Sem Prova, Sem Júri: STF Travou o Júri – Boato Não É Prova

Por Silvana de Oliveira

“In Dubio Pro Reo”: STF Reafirma a Necessidade de Provas Mínimas para o Prosseguimento do Júri

Recentemente, o Supremo Tribunal Federal (STF) suspendeu a realização de um júri popular fundamentado unicamente em declarações de terceiros que afirmaram “ouvi dizer” sobre a suposta participação do réu em um crime. A decisão reacende um dos pilares mais importantes do Direito Penal e Processual Penal brasileiro: o princípio do in dubio pro reo.

O que é o princípio “in dubio pro reo”?

Trata-se de um dos fundamentos do devido processo legal e da presunção de inocência, segundo o qual, na dúvida, deve-se decidir em favor do réu. Em outras palavras, se não houver certeza suficiente sobre a culpabilidade do acusado, ele não pode ser condenado — e, em alguns casos, nem sequer ser levado a julgamento popular, como ocorreu neste caso.

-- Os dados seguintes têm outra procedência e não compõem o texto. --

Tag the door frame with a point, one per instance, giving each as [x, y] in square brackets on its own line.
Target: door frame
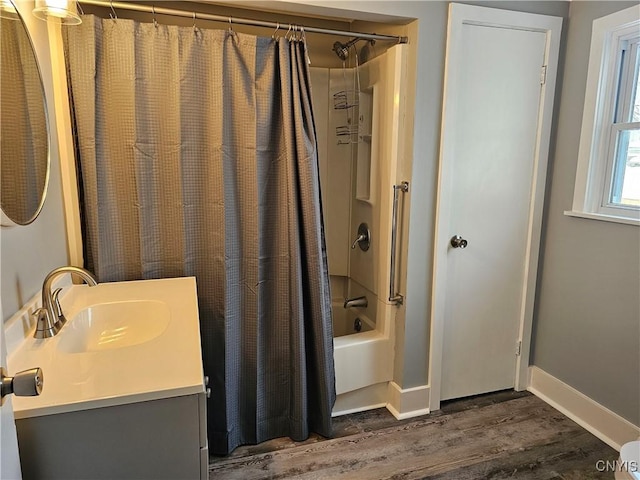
[459, 15]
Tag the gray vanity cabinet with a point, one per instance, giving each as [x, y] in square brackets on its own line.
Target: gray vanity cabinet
[157, 439]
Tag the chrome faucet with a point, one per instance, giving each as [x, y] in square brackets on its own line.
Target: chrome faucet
[50, 318]
[356, 302]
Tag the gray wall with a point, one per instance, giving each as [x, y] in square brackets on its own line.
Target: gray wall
[28, 253]
[587, 321]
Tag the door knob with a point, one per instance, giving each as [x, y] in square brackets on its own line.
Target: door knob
[363, 239]
[27, 383]
[458, 242]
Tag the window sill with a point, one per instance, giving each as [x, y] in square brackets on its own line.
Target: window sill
[602, 217]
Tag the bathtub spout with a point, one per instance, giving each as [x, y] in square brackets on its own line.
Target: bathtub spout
[356, 302]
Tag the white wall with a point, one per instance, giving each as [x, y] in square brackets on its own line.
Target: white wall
[28, 253]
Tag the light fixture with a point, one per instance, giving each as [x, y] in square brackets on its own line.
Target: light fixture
[8, 10]
[64, 11]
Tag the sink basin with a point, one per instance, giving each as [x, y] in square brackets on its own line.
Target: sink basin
[123, 342]
[108, 326]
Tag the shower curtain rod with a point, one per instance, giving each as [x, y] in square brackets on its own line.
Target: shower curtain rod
[239, 21]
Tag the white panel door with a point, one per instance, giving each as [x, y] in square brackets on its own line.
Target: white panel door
[491, 164]
[9, 459]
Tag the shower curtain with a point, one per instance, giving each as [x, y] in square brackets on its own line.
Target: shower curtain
[197, 156]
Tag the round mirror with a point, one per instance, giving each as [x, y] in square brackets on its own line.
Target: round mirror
[24, 138]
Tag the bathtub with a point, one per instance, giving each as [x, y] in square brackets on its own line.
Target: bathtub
[363, 359]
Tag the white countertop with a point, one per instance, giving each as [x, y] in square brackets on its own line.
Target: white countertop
[169, 365]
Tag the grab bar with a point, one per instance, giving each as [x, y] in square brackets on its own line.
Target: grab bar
[394, 296]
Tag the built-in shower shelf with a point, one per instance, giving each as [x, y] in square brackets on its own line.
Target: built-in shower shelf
[345, 99]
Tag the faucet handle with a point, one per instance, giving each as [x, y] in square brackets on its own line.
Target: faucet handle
[45, 326]
[56, 302]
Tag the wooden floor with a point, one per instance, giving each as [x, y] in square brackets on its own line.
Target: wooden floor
[495, 436]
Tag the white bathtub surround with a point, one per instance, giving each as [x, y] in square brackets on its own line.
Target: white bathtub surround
[408, 402]
[99, 378]
[602, 422]
[361, 400]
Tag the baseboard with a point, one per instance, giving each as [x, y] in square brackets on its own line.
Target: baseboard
[608, 426]
[408, 402]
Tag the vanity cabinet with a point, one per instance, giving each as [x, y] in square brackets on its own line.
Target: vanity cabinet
[124, 395]
[158, 439]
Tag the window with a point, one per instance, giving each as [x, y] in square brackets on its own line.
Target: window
[608, 174]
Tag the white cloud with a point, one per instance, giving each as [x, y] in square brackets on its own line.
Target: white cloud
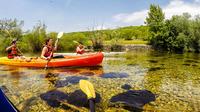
[175, 7]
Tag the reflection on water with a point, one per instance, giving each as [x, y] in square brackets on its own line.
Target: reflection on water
[174, 78]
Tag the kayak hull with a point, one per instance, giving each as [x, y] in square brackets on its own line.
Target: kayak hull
[92, 59]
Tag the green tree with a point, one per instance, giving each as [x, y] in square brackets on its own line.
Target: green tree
[195, 41]
[157, 29]
[9, 29]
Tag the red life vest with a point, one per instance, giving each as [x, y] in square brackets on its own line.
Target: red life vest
[12, 53]
[79, 51]
[49, 51]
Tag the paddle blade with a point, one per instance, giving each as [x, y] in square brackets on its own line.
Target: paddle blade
[60, 34]
[87, 88]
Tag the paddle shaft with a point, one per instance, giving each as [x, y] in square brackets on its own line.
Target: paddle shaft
[46, 66]
[92, 105]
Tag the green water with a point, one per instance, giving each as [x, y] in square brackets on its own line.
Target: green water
[173, 78]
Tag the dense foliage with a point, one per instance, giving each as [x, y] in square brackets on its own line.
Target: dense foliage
[177, 34]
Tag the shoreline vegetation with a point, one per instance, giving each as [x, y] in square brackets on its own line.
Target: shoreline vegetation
[179, 34]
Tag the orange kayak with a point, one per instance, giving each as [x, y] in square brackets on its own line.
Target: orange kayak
[68, 61]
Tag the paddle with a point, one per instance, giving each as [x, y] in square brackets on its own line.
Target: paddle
[60, 34]
[88, 89]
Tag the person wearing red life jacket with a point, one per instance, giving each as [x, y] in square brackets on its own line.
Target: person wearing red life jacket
[48, 49]
[14, 52]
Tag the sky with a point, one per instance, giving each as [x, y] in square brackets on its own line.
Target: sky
[83, 15]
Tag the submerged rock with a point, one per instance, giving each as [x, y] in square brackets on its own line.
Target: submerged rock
[68, 81]
[114, 75]
[133, 98]
[54, 98]
[126, 87]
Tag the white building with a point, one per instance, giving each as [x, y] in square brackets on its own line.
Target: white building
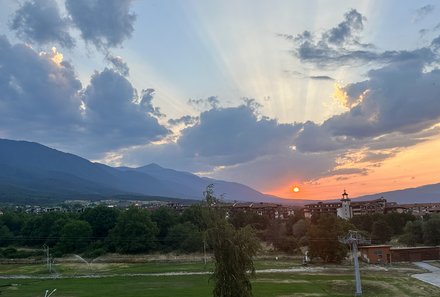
[345, 211]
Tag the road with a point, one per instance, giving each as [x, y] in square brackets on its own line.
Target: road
[432, 277]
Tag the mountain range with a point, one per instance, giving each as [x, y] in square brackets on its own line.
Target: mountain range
[36, 171]
[33, 172]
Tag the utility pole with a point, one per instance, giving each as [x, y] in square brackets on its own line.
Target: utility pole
[353, 238]
[48, 264]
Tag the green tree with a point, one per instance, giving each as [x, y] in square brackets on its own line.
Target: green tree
[431, 230]
[134, 232]
[102, 219]
[185, 237]
[413, 233]
[233, 254]
[397, 221]
[6, 236]
[75, 237]
[194, 214]
[323, 238]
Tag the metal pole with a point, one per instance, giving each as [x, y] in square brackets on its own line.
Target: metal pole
[204, 251]
[357, 273]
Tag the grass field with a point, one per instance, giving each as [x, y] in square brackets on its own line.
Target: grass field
[132, 280]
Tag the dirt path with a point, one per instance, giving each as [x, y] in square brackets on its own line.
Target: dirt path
[432, 277]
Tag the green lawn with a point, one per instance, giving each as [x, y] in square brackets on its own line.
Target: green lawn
[334, 283]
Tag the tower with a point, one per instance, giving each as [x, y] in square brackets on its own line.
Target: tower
[345, 210]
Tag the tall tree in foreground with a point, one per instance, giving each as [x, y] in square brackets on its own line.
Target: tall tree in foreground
[233, 251]
[233, 254]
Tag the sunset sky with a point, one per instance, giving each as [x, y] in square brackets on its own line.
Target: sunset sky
[322, 95]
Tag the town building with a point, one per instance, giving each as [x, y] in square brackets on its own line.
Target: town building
[346, 208]
[270, 210]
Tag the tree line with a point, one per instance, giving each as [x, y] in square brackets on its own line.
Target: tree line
[101, 230]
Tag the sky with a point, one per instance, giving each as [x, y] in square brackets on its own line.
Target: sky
[323, 95]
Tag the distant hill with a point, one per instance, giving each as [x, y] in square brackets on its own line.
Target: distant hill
[423, 194]
[33, 170]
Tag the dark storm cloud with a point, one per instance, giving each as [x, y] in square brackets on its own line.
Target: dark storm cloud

O caso concreto: ausência de prova mínima

A decisão do STF teve como fundamento a inexistência de prova mínima que justificasse a submissão do acusado ao Tribunal do Júri. As únicas “provas” apresentadas consistiam em relatos indiretos, do tipo “ouvi dizer que foi ele”, sem elementos objetivos, periciais ou testemunhais diretos que pudessem conferir alguma segurança jurídica ao processo. HABEAS CORPUS Nº 976863 – AL (2025/0020311-6.

O Supremo entendeu que essa base probatória, além de frágil, violava o direito do réu à ampla defesa e ao contraditório. A Corte reforçou que não se pode admitir um julgamento de tamanha gravidade — como o do júri — sem a devida comprovação mínima da materialidade e da autoria do crime.

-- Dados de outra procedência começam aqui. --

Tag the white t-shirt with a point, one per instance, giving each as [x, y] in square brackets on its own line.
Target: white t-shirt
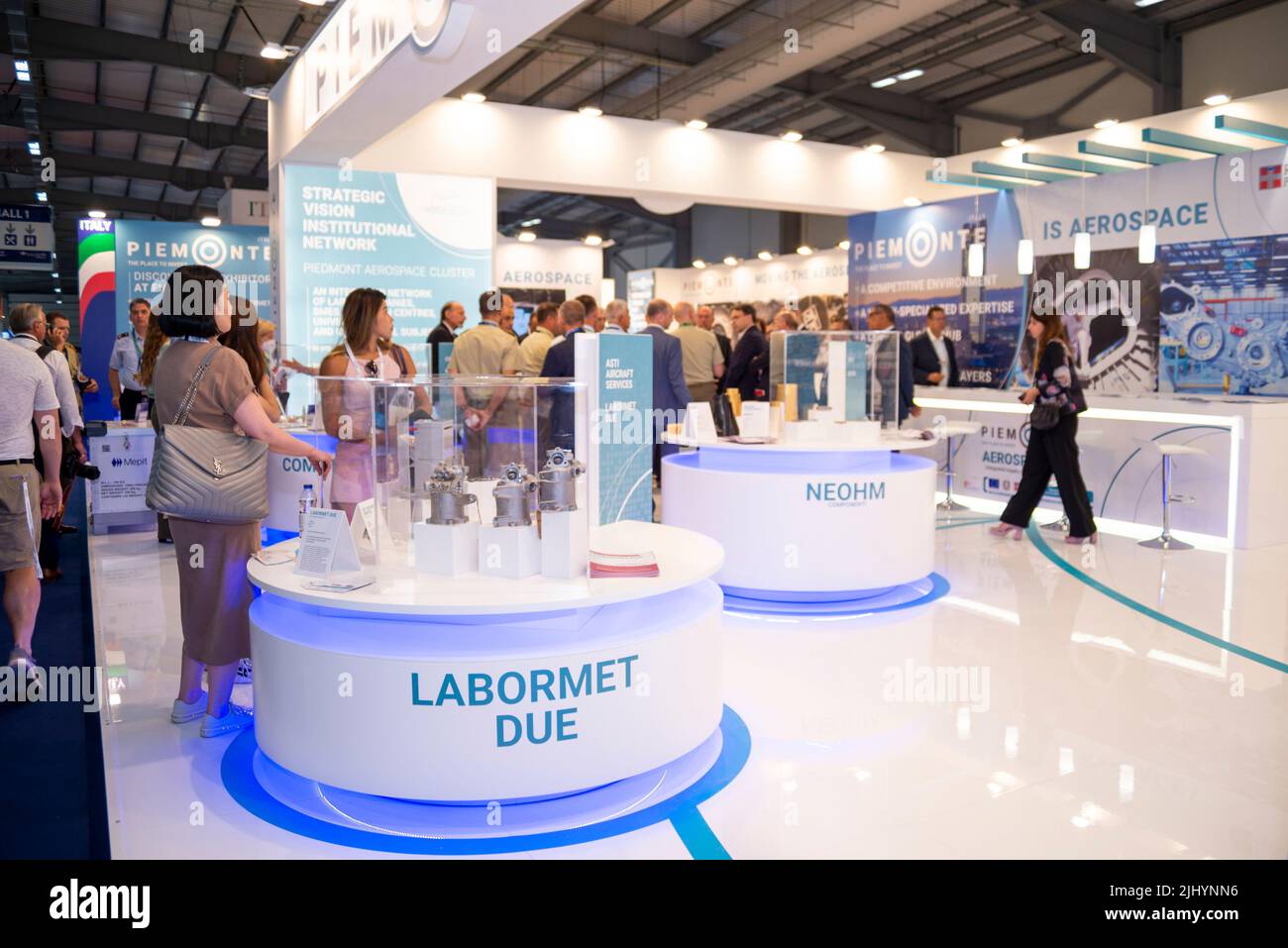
[27, 389]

Por que essa decisão é importante?

A decisão tem um valor simbólico e prático muito relevante:

  1. Reforça o compromisso com o Estado de Direito, onde ninguém deve ser julgado (ou condenado) apenas com base em suposições ou boatos;
  2. Valoriza a prova técnica e testemunhal qualificada, indispensáveis para garantir que o processo penal não se transforme em um instrumento de injustiça;
  3. Estabelece limites à atuação do Ministério Público e do Judiciário, exigindo que qualquer acusação esteja lastreada em elementos concretos e minimamente consistentes.

Implicações práticas para o sistema de justiça

A decisão alerta para a necessidade de rigor investigativo e prudência judicial. Para os operadores do Direito — advogados, promotores, magistrados e peritos —, reforça-se a importância de sustentar acusações e defesas com base em provas materiais, digitais, testemunhos confiáveis e exames técnicos, como os de grafoscopia e demais perícias forenses.

Além disso, protege o cidadão comum de ser indevidamente submetido ao peso de um processo penal, com todos os seus custos sociais, psicológicos e reputacionais, baseado apenas em conjecturas.

Ao suspender o júri por ausência de prova mínima, o STF não apenas aplicou corretamente o princípio in dubio pro reo, como também mandou um recado claro ao sistema judiciário: sem prova, não há julgamento. A justiça, para ser justa, precisa de fundamentos sólidos, e não de meros ecos do que “alguém ouviu dizer”.


“In dubio pro reo”

A expressão latina in dubio pro reo” significa “na dúvida, a favor do réu” (em tradução livre). Assim, o princípio do “in dubio pro reo” adotado pelo ordenamento jurídico brasileiro expressa que, havendo dúvida no processo penal, por falta de provas, a interpretação do Juiz deve ser em favor do acusado.

Em outras palavras, se a acusação não conseguir apresentar provas que sejam suficientes para demonstrar que o crime ocorreu e quem foi o autor, o Juiz deverá absolver o réu.

A adoção desta regra de interpretação é uma expressão do princípio da presunção de inocência, presente no artigo 5º, inciso LVII da Constituição Federal, que diz que “ninguém será considerado culpado até o trânsito em julgado de sentença penal condenatória”.

O princípio do “in dubio pro reo” está implicitamente adotado no Código de Processo Penal.

Veja o que diz a lei:

Código de Processo Penal – Decreto-lei nº 3.689/1974

Título XII

Da Sentença

Art. 386. O juiz absolverá o réu, mencionando a causa na parte dispositiva, desde que reconheça:

(…)

VII – não existir prova suficiente para a condenação.